MicrosoftThe company released the Phi-3.5 series AI Models,The most notable of these is the launch of the first Mixed Model of Expertise (MoE) version of the series, Phi-3.5-MoE..
The Phi-3.5 series released includes three lightweight AI models, Phi-3.5-MoE, Phi-3.5-vision, and Phi-3.5-mini, built on synthetic data and filtered public websites, with a 128K context window, all of which are now available on Hugging Face under the MIT license. IT Home has attached the relevant descriptions below:
Phi-3.5-MoE: the first hybrid expert model
Phi-3.5-MoE is the first model in the Phi family to utilize the Mixed Expert (MoE) technique. The model activated only 6.6 billion parameters in a 16 x 3.8B MoE model using 2 experts and was trained on 4.9T tokens using 512 H100s.
The Microsoft research team designed the model from scratch to further improve its performance. In standard AI benchmarks, Phi-3.5-MoE outperforms Llama-3.1 8B, Gemma-2-9B, and Gemini-1.5-Flash, and is close to the current leader, GPT-4o-mini.

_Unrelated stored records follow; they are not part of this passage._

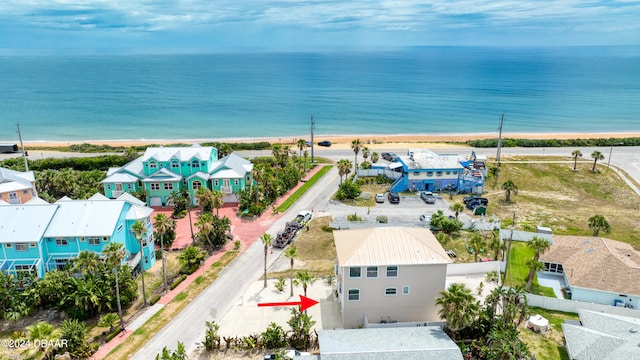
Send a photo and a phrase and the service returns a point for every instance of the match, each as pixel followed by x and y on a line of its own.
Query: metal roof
pixel 388 246
pixel 603 337
pixel 24 223
pixel 429 342
pixel 180 153
pixel 85 218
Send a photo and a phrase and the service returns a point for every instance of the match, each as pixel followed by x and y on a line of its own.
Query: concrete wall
pixel 424 281
pixel 473 268
pixel 573 306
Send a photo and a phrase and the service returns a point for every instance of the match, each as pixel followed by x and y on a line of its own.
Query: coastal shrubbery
pixel 507 142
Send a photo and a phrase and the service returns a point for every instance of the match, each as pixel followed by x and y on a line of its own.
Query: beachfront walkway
pixel 247 231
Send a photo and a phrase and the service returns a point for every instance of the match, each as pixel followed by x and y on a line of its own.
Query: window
pixel 392 271
pixel 390 292
pixel 372 272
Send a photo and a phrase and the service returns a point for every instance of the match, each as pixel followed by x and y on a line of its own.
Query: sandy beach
pixel 344 141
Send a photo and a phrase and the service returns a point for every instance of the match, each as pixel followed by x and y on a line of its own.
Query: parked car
pixel 476 198
pixel 428 197
pixel 389 156
pixel 288 354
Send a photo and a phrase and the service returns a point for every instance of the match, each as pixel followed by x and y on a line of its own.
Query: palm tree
pixel 576 154
pixel 163 225
pixel 87 262
pixel 509 187
pixel 344 168
pixel 304 278
pixel 47 335
pixel 457 208
pixel 266 241
pixel 139 231
pixel 539 245
pixel 598 223
pixel 355 146
pixel 596 155
pixel 291 253
pixel 217 200
pixel 114 253
pixel 458 307
pixel 375 157
pixel 205 199
pixel 476 243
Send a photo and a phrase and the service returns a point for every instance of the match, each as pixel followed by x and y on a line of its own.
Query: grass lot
pixel 551 344
pixel 316 250
pixel 139 337
pixel 553 195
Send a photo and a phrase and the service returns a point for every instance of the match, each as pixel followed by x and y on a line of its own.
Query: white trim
pixel 408 289
pixel 386 291
pixel 349 295
pixel 367 272
pixel 387 271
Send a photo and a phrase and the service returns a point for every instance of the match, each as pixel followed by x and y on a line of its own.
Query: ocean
pixel 421 90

Phi-3.5-vision: enhanced multi-frame image understanding
With a total of 4.2 billion parameters, Phi-3.5-vision uses 256 A100 GPUs trained on 500B markers and now supports multi-frame image understanding and inference.

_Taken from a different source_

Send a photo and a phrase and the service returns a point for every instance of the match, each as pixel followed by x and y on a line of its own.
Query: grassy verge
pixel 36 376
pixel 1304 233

Phi-3.5-vision has improved performance on MMMU (from 40.2 to 43.0), MMBench (from 80.5 to 81.9), and the document understanding benchmark TextVQA (from 70.9 to 72.0).

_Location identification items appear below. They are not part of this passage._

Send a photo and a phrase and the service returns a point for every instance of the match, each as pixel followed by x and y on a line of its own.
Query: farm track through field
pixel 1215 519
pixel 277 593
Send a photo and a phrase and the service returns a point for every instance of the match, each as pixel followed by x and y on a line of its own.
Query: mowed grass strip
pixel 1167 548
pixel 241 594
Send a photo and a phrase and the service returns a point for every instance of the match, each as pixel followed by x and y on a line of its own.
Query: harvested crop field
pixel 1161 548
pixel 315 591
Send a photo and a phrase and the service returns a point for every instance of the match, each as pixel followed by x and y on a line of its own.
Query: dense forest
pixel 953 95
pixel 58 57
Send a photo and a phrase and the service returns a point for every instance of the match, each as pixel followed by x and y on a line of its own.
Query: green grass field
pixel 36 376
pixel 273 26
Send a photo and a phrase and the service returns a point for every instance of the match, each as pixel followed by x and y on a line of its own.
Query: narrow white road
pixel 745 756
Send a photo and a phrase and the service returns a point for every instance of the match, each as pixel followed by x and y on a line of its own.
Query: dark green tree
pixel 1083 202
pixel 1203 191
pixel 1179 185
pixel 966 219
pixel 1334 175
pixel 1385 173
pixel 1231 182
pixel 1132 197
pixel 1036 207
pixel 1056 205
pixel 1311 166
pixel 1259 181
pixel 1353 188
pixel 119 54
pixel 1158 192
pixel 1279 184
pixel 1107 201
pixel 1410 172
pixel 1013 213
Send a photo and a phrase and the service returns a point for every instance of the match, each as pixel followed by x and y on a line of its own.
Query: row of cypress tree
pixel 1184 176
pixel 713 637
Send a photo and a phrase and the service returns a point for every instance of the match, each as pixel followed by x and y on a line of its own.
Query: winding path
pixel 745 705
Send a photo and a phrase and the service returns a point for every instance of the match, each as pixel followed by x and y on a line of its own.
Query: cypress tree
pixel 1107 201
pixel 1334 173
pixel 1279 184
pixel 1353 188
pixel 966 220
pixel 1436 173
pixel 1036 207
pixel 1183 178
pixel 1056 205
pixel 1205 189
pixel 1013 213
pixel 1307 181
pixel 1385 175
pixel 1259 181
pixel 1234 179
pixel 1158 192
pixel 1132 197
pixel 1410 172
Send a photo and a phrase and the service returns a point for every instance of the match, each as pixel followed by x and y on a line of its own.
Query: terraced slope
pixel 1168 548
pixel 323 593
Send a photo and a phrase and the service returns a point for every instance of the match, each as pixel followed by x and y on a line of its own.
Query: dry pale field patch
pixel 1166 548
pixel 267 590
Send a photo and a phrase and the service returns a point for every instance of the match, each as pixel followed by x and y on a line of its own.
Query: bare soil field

Phi-3.5-mini: lightweight and strong features
Phi-3.5-mini is a 3.8 billion parameter model, surpassing Llama3.1 8B and Mistral 7B, and even rivaling Mistral NeMo 12B.
The model was trained using 512 H100s on 3.4T tokens. With only 3.8B effective parameters, the model is competitive in multilingual tasks compared to LLMs with more effective parameters.
In addition, Phi-3.5-mini now supports 128K context windows, while its main competitor, the Gemma-2 series, only supports 8K.